The other “great” thing about American Anthem is that there’s not a single cliché that the film doesn’t include and, as a result, you really don’t have to pay that much attention to the film to understand what’s going on.  To its credit, this film doesn’t even pretend to be anything other than a collection of clichés.  It’s almost as if the characters themselves realize that they are in a film and understand that they have no choice but to conform to what the audience has been conditioned to expect.

(Hmmm…I guess American Anthem does have a subtext.  And kind of a disturbing one at that!)

For instance, within minutes of meeting and despite having no chemistry, Steve and Julie are in love.  Why?  Because the only reason that they are in the film is to fall in love.  It has to be done.

Steve fights with his father (John Aprea) and we’re never quite sure why, beyond the fact that all brooding rebels fight with their fathers.  When his father shows up to watch his son compete, the triumphant music soars and it no longer matters that he’s been portrayed as being an abusive rageaholic up until that moment.

All of the characters tell us that Coach Sarnoff is the best, despite the fact that we don’t actually see any evidence of that fact.  But Sarnoff has to be the best because nobody ever makes a movie about athletes training under a merely adequate coach.

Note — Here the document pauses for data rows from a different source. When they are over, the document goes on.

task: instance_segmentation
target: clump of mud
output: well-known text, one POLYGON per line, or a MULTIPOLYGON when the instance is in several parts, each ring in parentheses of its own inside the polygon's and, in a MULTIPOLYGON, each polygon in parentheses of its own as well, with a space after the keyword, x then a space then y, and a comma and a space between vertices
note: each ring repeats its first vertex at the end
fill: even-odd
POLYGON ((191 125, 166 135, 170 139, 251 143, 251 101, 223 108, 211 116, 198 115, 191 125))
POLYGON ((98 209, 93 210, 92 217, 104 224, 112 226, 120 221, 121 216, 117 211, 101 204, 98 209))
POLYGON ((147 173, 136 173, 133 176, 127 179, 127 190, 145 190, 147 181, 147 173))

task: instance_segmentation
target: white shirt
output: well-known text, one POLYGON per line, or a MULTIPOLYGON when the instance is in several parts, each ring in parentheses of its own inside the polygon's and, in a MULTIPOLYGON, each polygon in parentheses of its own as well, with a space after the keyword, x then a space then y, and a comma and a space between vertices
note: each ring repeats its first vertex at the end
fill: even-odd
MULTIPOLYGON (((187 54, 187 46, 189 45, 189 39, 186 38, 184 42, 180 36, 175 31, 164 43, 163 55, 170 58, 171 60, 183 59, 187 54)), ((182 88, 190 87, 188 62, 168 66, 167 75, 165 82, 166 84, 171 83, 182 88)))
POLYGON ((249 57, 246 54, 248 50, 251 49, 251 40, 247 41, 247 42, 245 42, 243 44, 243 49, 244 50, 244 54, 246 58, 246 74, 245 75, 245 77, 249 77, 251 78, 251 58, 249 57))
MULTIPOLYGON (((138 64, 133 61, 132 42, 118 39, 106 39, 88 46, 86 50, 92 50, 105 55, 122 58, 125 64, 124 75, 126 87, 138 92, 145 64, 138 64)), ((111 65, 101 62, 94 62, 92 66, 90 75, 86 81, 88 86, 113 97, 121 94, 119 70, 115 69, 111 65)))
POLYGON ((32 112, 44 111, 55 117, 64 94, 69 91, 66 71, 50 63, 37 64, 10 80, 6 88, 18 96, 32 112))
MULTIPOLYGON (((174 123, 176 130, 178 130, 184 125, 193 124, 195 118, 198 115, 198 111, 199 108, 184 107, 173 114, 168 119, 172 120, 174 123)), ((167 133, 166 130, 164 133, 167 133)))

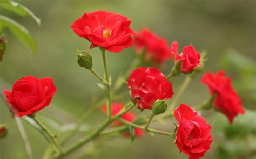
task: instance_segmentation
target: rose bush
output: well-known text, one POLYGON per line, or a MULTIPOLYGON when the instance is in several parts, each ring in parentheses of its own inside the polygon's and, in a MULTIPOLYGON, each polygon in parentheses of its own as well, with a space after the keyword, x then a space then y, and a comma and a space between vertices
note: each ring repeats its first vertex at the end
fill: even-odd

When Becky suddenly shows up at the final competition with a bandaged knee, it doesn’t matter that we don’t actually see her get injured beforehand or, for that matter, hear anything about it.  All that matters is that, in films like this, someone has to compete with an injury.  Becky is simply playing her part.

American Anthem.  It’s not a particularly good film but it sure is watchable.  And, as I’ve come to realize while writing this review, it’s a bit of an existential nightmare as well!

I don’t think I’m ever going to erase it from my DVR.